$\approx$
### Theorem
The Chain Rule If $f(u)$ is differentiable at the point $u=g(x)$ and $g(x)$ is differentiable at $x$, then the composite function $(f \circ g)(x)=f(g(x))$ is differentiable at $x$, and
$
(f \circ g)^{\prime}(x)=f^{\prime}(g(x)) \cdot g^{\prime}(x)
$
In Leibniz's notation, if $y=f(u)$ and $u=g(x)$, then
$
\frac{d y}{d x}=\frac{d y}{d u} \cdot \frac{d u}{d x}
$
##### Alternate Notation
$\begin{aligned} \frac{d y}{d x} &=f^{\prime}(g(x)) \cdot g^{\prime}(x) \\ \frac{d}{d x} f(u) &=f^{\prime}(u) \frac{d u}{d x} \end{aligned}$
#### Proof
$\Delta u=g(x+\Delta x)-g(x)\neq0$
$\Delta y=f(u+\Delta u)-f(u)$
$
\begin{aligned}
\frac{\Delta y}{\Delta x}&=\frac{\Delta y}{\Delta u} \cdot \frac{\Delta u}{\Delta x}\\
&=\lim _{\Delta x \rightarrow 0} \frac{\Delta y}{\Delta x} \\
\frac{d y}{d x} &=\lim _{\Delta x \rightarrow 0} \frac{\Delta y}{\Delta u} \cdot \frac{\Delta u}{\Delta x} \\
&=\lim _{\Delta x \rightarrow 0} \frac{\Delta y}{\Delta u} \cdot \lim _{\Delta x \rightarrow 0} \frac{\Delta u}{\Delta x} \\
&=\lim _{\Delta u \rightarrow 0} \frac{\Delta y}{\Delta u} \cdot \lim _{\Delta x \rightarrow 0} \frac{\Delta u}{\Delta x} \\ &=\frac{d y}{d u} \cdot \frac{d u}{d x} \end{aligned}$
---
Given $y=f(u)$ and $u=g(x)$ and everything is nice and differentiable. $\Delta x$ is a increment that $\Delta u$ and $\Delta y$ correspond to.

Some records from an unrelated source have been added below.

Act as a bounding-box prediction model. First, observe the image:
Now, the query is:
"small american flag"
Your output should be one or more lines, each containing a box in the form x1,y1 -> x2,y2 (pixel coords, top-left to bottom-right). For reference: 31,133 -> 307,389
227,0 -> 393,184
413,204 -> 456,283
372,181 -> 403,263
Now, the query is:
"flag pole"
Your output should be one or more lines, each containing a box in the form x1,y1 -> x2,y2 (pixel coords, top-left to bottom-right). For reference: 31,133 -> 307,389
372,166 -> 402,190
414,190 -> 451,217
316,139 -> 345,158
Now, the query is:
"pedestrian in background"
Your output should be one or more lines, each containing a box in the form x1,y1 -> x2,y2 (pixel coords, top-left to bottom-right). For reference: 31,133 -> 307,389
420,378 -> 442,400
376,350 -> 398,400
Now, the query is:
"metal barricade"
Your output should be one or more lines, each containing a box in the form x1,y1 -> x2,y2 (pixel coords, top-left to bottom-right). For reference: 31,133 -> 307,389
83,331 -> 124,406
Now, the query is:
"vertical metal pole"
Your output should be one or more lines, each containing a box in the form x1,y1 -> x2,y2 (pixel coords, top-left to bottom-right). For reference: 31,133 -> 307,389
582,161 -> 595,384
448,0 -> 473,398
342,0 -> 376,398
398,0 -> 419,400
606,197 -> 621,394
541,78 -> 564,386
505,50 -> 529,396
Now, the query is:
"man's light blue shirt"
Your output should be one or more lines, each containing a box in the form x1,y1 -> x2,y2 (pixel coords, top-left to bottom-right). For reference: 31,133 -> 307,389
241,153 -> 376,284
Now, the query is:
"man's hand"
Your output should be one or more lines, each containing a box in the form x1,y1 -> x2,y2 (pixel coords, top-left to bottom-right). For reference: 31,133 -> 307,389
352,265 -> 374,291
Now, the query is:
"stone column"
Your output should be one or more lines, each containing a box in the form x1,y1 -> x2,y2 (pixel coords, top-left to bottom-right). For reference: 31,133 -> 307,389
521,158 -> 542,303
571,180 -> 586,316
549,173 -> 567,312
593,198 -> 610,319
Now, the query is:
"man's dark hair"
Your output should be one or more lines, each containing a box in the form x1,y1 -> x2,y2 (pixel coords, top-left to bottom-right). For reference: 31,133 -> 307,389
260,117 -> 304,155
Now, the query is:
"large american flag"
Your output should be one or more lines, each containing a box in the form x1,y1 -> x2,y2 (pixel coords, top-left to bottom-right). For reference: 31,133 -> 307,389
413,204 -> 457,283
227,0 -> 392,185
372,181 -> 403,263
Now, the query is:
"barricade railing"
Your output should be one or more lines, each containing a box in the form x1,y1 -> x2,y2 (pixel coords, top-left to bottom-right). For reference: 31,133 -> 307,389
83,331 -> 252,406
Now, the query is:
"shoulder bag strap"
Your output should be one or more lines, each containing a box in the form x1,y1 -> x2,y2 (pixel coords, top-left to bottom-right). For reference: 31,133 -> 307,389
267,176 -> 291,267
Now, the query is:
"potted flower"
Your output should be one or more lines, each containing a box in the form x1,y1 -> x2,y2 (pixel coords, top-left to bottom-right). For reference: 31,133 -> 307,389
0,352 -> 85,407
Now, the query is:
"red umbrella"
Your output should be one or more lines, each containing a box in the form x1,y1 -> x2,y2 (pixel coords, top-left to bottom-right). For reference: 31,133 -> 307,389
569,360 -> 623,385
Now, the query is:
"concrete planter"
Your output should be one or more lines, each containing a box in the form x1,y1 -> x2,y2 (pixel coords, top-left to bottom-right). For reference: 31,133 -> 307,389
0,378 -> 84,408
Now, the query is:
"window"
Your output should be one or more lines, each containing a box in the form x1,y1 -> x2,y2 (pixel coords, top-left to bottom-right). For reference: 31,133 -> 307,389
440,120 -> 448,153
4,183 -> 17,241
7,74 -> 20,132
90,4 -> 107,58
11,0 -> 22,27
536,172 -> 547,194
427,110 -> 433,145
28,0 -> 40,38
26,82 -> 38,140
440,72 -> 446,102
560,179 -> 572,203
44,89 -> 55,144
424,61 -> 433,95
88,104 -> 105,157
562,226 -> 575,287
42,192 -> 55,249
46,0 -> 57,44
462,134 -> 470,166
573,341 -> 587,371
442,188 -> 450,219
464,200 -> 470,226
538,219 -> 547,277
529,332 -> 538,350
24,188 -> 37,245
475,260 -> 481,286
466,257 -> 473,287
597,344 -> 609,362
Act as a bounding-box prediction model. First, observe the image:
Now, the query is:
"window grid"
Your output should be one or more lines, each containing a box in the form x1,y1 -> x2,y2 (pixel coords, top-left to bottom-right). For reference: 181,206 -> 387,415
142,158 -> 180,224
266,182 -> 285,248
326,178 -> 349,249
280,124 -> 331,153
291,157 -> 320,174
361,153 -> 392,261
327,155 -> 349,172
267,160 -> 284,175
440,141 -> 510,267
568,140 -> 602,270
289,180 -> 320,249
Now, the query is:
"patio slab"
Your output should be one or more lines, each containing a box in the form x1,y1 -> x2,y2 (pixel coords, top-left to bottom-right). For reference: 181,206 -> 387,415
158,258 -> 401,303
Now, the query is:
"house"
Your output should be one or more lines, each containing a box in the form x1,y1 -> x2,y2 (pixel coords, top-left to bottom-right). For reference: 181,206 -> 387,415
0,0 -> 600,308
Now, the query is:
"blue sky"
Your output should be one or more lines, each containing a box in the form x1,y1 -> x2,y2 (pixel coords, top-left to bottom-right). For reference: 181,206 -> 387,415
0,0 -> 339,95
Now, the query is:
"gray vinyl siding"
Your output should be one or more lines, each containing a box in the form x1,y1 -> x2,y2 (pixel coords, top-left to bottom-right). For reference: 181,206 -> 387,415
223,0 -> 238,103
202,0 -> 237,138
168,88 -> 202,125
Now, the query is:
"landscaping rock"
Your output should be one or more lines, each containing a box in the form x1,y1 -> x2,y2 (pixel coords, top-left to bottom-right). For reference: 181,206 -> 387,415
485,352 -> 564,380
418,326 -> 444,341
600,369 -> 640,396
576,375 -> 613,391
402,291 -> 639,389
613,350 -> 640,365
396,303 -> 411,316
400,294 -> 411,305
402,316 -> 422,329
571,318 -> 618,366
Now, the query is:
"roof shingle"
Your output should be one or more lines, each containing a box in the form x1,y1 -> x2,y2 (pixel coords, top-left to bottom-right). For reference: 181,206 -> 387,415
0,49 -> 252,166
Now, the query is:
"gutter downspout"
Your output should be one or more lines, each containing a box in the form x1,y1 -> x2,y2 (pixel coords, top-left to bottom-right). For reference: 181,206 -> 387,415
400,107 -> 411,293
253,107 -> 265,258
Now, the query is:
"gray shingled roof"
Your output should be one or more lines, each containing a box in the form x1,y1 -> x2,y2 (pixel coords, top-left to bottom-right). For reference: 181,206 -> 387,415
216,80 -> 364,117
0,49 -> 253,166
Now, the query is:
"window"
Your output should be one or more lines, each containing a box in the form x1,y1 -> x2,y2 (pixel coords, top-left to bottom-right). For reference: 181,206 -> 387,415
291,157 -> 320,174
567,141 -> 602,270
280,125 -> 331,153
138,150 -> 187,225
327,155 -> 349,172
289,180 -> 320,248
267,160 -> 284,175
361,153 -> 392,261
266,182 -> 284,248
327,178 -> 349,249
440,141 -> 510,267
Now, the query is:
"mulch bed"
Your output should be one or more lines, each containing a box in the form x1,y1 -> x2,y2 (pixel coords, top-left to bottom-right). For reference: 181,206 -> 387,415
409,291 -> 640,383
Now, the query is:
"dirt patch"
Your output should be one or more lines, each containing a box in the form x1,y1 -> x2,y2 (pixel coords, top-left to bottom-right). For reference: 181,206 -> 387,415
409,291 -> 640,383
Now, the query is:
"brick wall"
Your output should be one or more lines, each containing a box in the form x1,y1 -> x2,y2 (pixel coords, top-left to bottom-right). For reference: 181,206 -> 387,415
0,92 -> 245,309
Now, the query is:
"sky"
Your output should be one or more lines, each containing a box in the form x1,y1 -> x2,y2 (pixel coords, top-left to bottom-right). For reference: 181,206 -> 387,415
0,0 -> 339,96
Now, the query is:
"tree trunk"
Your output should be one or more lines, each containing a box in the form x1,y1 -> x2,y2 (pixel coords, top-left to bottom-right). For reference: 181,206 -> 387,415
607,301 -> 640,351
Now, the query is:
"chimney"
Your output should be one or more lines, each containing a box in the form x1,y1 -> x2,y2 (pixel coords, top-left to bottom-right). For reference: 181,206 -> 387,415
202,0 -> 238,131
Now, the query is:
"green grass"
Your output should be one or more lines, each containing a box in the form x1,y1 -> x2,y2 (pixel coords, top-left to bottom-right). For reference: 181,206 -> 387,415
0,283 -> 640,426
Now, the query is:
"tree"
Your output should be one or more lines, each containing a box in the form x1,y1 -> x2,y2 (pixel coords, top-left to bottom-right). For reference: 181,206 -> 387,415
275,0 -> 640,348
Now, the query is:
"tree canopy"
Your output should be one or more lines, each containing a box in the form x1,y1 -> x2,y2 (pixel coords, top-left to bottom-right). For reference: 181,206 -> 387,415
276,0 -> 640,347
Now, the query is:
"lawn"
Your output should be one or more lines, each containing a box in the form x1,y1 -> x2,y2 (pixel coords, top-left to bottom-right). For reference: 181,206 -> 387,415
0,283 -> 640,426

Using [[Change in y near x=a]]
$
\Delta u=g^{\prime}\left(x_{0}\right) \Delta x+\epsilon_{1} \Delta x=\left(g^{\prime}\left(x_{0}\right)+\epsilon_{1}\right) \Delta x
$
where $\epsilon_{1} \rightarrow 0$ as $\Delta x \rightarrow 0 .$ Similarly,
$
\Delta y=f^{\prime}\left(u_{0}\right) \Delta u+\epsilon_{2} \Delta u=\left(f^{\prime}\left(u_{0}\right)+\epsilon_{2}\right) \Delta u
$
where $\epsilon_{2} \rightarrow 0$ as $\Delta u \rightarrow 0 .$ Notice also that $\Delta u \rightarrow 0$ as $\Delta x \rightarrow 0 .$ Substituting $\Delta u=\left(g^{\prime}\left(x_{0}\right)+\epsilon_{1}\right) \Delta x$ into the equation for $\Delta y$ gives
$
\Delta{y}=\left(f^{\prime}\left(u_{0}\right)+\epsilon_{2}\right)\left(g^{\prime}\left(x_{0}\right)+\epsilon_{1}\right) \Delta x
$
so, by expanding the binomials, and dividing by $\Delta x$
$\frac{\Delta y}{\Delta x}=f^{\prime}\left(u_{0}\right) g^{\prime}\left(x_{0}\right)+\epsilon_{2} g^{\prime}\left(x_{0}\right)+f^{\prime}\left(u_{0}\right) \epsilon_{1}+\epsilon_{2} \epsilon_{1}$
All the terms with $\epsilon$ will approach 0
$\left.\frac{d y}{d x}\right|_{x=x_{0}}=\lim _{\Delta x \rightarrow 0} \frac{\Delta y}{\Delta x}=f^{\prime}\left(u_{0}\right) g^{\prime}\left(x_{0}\right)=f^{\prime}\left(g\left(x_{0}\right)\right) \cdot g^{\prime}\left(x_{0}\right)$
## Notes
When a function is a composition of more than two functions, the chain rule may need to be applied more than once. To recognize anything other than elementary anti-derivatives, it is necessary to understand the chain rule.